Dans We Are Sent Here By History, le saxophoniste londonien propose un nouveau voyage en Afrique du Sud avec les Ancestors, résultat de deux ans d’intenses méditations en musique.
Quatre ans après Wisdom of Elders, le saxophoniste londonien poursuit ses investigations en Afrique du Sud, terre éminemment fertile en matière de jazz composite. Histoire de s’y inventer un futur recomposé pour celui qui incarne cette new wave of jazz déferlant d’outre-Manche depuis quelques années, à la tête notamment de deux formations phares : les passionnants Sons Of Kemet, et les plus roboratifs Comet Is Coming. Avec ce troisième groupe, The Ancestors, qui contrairement à ce que laisse accroire leur nom sont principalement des jeunes cadors de la scène sud-africaine, celui dont le prénom renvoie à un antique Pharaon nubien (qui grava dans la pierre de précieuses informations pour les générations à venir) se donne les moyens de creuser toujours plus profond la terre de ses racines, et par là même de questionner avec acuité le présent. « Yesterday is urgent.
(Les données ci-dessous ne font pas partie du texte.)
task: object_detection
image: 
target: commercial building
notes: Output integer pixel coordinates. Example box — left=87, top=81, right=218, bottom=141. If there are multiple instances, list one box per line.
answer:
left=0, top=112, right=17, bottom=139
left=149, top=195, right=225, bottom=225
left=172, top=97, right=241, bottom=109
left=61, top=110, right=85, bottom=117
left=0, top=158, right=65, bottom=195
Tomorrow is now. We are our own elders. » (Hier est urgent, demain c’est maintenant. Nous sommes nos propres aînés), concluait le texte du livret du précédent recueil, confirmant la voie « afrofuturiste » de son signataire, dans ce mouvement qui consiste selon ses termes à « entraîner le passé dans le présent et le futur. Tous ces temps s’accordent. » Justement qu’en est-il aujourd’hui ?
« À une époque comme la nôtre, où l’on assiste à l’effondrement de nombreuses institutions que nous pensions inébranlables, on a besoin de repenser à la signification de la vie, du soutien ou du progrès. » En guise d’introduction, le thème d’ouverture They Who Must Die entend faire table rase de ceux qui ont pesé sur l’histoire – les livres, les disques, les noms… – par la voix du chanteur Siyabonga Mthembu. Comme un appel à tout reconstruire qui prend tout d’autant plus son sens à l’heure des prédictions d’effondrement. « Les paroles de cette chanson sont plus ouvertement liées à l’histoire du premier album », relativise pourtant Shabaka Hutching qui estime établir là une transition. « À partir de ce point de départ, l’album continue en racontant ce qui s’est passé après l’incendie, ce qui se passe après ce moment où la vie telle qu’on la connaît ne peut plus continuer. » À commencer par le capitalisme, système bâti sur l’exploitation esclavagiste que pointait Shabaka dans un autre disque, Your Queen Is a Reptile qui intronisait paradoxalement son entrée dans la multinationale Universal, au sein du d’une firme réactivée, la légendaire Impulse!.
« Il s’agit d’une tentative de perpétuer la tradition du griot dans un contexte transatlantique plus moderne », résume le saxophoniste. Pour porter les paroles de Siyabonga, tout à la fois incantatoires et divinatoires, tout autant en anglais, en zoulou qu’en xhosa, le leader s’appuie sur un impressionnant soutien rythmique, des flux et reflux qui vont du grondement au déferlement, mais aussi sur le trompettiste Mandla Mlangeni et le saxophoniste alto Mthunzi Mvubu, une section au diapason. Dans une ambiance plutôt sombre, même si plus d’une fois irradiée de nécessaires rais de lumière, les maux tombent : société gangrénée par les phallocrates sur We Will Work (on Redefining Manhood), vision du monde en noir et blanc, destruction de la planète et ainsi de suite. Chaque mot est pesé, comme les notes sont plus soupesées que dans le premier volume des Ancestors, qui fut enregistré en une journée là où cette fois Shabaka a réuni deux ans de morceaux choisis, glanés entre Cape Town et Johannesburg. De quoi articuler une pensée en forme de disque manifeste, qui embrase la great black music (de chants traditionnels aux effluves du reggae, des cavalcades plus carnavalesques à une ballade à forte teneur spirituelle pour finir), de quoi aussi parfois perdre une once d’urgence, cette essence créative qui enflammait précédemment son œuvre.